This past week I had the opportunity to participate in a classic Groton tradition: the Fifth Form rendition of “Blue Bottles.” The song commemorates the school’s age (135 this October) and closes out the annual birthday dinner. The dinner itself is an exciting occasion. The whole school filed into long tables in a gym decorated beyond recognition. After a particularly elaborate feast prepared by the Dining Hall (and the re-emergence of the best, reserved-for-special-occasions, bread rolls), the Sixth Form mounted the balcony around the top of the gym and demanded “Blue Bottles.”
That was our cue. We rushed over to the bleachers, assembling into our motley, impromptu choir. As we waited for Mr. Bannard to raise his large knife and signal the start, I hoped our single practice session would be enough to do the school proud. The song starts slow and stately, but as you take more and blue bottles off the wall (in the song), the volume increases and the pace quickens. Before I knew it, I along with the whole back row was jumping around, abandoning pitch in favor of volume.

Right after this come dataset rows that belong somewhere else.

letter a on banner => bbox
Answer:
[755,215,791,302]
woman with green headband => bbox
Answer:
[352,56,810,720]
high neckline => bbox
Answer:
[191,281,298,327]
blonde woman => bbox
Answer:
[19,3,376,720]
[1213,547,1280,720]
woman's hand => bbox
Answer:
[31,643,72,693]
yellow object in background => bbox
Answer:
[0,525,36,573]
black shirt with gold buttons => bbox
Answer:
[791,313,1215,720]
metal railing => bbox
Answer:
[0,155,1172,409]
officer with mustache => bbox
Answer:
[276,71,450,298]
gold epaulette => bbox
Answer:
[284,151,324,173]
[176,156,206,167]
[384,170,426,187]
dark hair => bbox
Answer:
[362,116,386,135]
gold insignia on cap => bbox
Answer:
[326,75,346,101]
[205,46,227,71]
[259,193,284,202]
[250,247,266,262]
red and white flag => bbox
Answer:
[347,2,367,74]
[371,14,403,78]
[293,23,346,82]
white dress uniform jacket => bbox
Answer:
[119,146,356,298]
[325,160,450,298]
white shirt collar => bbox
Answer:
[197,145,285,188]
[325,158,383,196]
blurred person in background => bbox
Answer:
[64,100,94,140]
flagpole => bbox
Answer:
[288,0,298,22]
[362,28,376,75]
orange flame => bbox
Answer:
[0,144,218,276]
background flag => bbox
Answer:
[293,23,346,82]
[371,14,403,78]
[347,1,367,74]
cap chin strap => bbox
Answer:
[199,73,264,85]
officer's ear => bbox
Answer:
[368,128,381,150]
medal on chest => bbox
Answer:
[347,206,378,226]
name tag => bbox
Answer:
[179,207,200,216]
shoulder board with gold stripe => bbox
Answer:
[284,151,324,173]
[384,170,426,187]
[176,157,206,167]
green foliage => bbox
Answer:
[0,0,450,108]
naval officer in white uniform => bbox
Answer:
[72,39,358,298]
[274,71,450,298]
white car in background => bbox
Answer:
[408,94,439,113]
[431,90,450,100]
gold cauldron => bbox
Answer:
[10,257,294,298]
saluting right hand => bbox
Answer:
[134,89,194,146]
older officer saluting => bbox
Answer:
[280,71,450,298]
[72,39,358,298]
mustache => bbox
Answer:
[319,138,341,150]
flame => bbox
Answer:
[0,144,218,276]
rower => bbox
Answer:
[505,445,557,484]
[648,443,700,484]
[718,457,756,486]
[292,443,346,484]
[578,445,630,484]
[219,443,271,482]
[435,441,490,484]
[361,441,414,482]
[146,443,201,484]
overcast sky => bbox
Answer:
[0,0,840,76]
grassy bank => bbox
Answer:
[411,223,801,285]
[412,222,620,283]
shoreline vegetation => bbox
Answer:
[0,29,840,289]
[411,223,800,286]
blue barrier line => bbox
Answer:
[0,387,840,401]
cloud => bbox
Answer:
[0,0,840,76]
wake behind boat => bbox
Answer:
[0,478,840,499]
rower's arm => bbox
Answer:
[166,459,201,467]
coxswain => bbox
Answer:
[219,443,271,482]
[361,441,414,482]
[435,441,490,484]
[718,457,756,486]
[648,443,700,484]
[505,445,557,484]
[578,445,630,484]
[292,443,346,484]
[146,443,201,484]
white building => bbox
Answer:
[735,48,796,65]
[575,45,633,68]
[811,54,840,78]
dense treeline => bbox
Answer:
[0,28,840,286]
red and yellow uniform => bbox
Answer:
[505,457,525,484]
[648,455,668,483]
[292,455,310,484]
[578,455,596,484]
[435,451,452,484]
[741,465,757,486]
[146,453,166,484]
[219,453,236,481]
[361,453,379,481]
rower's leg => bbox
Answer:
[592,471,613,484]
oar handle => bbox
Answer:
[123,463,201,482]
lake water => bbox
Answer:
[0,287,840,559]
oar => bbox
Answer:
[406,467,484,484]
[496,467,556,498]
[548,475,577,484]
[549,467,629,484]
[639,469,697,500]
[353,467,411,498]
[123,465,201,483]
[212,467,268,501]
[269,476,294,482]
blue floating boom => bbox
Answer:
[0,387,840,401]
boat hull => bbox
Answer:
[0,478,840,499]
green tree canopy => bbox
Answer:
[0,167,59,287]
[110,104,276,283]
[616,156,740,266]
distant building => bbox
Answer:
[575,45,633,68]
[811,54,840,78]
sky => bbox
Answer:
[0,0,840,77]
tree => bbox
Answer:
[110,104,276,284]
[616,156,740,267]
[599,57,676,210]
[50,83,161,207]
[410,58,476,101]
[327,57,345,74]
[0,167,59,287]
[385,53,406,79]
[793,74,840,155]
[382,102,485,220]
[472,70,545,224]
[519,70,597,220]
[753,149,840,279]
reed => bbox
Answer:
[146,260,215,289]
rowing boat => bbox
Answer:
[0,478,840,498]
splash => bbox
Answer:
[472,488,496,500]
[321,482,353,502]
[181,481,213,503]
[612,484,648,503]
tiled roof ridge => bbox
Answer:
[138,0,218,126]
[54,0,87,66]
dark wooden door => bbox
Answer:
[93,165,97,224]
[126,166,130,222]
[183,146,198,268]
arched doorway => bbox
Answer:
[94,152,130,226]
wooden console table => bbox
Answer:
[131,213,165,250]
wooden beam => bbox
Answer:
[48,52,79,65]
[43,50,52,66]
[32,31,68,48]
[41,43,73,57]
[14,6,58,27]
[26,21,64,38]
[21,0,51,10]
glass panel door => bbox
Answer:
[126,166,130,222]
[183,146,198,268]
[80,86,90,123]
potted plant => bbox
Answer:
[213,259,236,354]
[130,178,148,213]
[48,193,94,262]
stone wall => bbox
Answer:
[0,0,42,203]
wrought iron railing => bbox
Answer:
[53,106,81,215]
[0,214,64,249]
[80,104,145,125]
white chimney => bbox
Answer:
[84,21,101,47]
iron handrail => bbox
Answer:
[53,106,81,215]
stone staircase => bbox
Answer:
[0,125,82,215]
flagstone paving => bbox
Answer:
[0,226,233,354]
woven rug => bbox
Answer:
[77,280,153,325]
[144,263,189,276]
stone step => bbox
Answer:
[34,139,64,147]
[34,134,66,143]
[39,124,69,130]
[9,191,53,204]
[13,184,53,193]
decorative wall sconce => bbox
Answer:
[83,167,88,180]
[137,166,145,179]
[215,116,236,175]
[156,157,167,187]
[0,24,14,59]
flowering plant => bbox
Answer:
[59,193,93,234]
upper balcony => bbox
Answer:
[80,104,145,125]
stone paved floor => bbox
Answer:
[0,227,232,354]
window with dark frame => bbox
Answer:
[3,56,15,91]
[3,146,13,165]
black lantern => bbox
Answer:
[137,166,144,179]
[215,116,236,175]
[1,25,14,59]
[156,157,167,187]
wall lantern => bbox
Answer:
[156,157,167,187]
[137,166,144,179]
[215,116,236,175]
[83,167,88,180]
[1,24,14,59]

Before I knew it, the final blue bottle had been taken off the wall. Our form’s brief moment of glory was over and we shuffled back to our seats, a little out of breath from the singing, jumping, and excitement of it all. Times like these remind me of just how far I’ve come. I still remember my first Groton birthday dinner, watching the then Fifth Formers scream out this strange song, thinking how one day that might be me. Now this year, I eye the Sixth Formers on the balcony and marvel at just how fast Groton has slipped by.